The data set is a 2 column data set. Column 1 is Original element. Column 2 is a an equivalent sub for the original element. The objective is to create group ID's that group all equivalent parts into the same group ID.
I have thought about writing loop statement to do this but feels like it will adversely affect performance. The original data set to run this will have ~4 million rows of original data.
#Sample data
set.seed(78)
x = data.frame(Original = sample(letters, 10), Sub = sample(letters, 10))
#Sample output is 'Group_ID' column
y = data.frame(Original = x$Original, Sub = x$Sub, Group_ID = c("Group_01", "Group_02", "Group_02", "Group_03", "Group_04", "Group_02", "Group_05", "Group_04", "Group_06", "Group_05"))
Input is object x. Row 1 indicates that 't' and 'w' are equivalent elements and belong in a group. ROw 2 indicates that 'u' and 'o' are equivalent elements and belong in a group and so on...

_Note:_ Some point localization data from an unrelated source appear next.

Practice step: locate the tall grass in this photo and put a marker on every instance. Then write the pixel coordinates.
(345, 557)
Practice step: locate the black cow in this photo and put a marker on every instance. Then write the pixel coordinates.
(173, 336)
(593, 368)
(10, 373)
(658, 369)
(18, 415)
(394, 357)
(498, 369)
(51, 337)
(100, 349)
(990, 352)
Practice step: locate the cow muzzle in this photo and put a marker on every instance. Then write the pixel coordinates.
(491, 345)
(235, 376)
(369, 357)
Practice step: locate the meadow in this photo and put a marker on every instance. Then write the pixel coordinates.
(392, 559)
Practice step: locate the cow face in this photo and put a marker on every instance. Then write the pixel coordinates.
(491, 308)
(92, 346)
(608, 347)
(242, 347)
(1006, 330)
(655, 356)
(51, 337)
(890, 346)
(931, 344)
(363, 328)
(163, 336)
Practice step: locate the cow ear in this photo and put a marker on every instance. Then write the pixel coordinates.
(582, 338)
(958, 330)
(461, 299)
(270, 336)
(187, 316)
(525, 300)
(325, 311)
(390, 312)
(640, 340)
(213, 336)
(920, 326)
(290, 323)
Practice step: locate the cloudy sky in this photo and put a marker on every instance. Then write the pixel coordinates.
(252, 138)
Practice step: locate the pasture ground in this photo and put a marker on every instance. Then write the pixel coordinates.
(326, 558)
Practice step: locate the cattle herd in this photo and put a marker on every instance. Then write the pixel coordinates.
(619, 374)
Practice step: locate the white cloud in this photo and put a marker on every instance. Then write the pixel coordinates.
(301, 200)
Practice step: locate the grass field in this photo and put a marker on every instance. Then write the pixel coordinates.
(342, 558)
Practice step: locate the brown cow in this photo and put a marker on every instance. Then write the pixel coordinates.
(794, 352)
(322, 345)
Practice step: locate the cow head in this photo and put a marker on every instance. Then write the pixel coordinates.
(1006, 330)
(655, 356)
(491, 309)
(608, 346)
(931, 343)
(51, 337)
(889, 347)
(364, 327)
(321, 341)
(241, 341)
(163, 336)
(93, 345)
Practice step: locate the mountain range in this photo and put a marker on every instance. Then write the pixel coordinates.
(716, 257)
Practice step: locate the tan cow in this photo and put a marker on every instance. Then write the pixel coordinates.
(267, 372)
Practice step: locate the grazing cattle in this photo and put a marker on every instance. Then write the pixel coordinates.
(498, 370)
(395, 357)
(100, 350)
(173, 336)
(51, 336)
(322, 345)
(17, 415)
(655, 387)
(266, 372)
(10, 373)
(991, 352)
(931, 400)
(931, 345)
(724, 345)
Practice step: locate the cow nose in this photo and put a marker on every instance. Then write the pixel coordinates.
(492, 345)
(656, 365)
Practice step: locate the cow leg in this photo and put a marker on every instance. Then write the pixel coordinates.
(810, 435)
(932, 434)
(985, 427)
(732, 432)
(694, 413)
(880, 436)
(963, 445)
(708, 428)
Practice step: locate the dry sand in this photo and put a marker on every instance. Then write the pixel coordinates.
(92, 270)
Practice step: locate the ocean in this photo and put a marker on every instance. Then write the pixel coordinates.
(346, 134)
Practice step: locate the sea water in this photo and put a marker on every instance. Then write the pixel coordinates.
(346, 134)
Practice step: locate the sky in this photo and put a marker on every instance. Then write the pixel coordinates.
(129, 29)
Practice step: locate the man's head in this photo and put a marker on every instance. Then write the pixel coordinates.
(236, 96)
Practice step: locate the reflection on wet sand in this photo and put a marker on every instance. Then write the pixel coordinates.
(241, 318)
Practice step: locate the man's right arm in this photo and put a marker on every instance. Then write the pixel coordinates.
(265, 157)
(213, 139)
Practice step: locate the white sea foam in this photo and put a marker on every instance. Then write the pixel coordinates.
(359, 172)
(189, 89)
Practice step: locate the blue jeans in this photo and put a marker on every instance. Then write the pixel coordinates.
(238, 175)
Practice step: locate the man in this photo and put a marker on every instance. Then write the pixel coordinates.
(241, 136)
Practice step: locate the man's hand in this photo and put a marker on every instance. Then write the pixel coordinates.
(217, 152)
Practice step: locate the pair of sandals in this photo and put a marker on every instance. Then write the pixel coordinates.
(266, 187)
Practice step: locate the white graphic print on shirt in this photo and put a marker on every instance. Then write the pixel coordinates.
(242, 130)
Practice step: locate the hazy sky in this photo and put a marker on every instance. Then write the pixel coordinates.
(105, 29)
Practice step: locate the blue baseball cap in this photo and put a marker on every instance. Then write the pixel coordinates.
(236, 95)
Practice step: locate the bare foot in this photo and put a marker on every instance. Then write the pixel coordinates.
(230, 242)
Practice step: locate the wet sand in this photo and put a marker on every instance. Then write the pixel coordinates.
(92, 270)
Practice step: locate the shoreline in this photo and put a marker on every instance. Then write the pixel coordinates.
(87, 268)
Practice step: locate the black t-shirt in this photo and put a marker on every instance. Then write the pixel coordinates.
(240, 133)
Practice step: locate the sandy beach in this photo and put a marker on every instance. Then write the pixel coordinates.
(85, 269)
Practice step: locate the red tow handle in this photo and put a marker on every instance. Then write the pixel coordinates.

Output is 'Group_ID' column in y.
Row1: t and w are included in Group_01 (first row, new group) Row2: u and o do not occur in anyt previous groups. New Group_02 is created Row3: 'o' is already part of Group_02 from Row 2. So, 'u', 'o', 'i' are all equivalent and substitutibile to each other. So, Group_02 is reused here and so on...
With this sample data, it can be seen that rows Group_02 is repeated 3 times (row #'s 2,3,6) and Group_05 is repeated 2 times (row #'s 7,10 with 'f' being common element).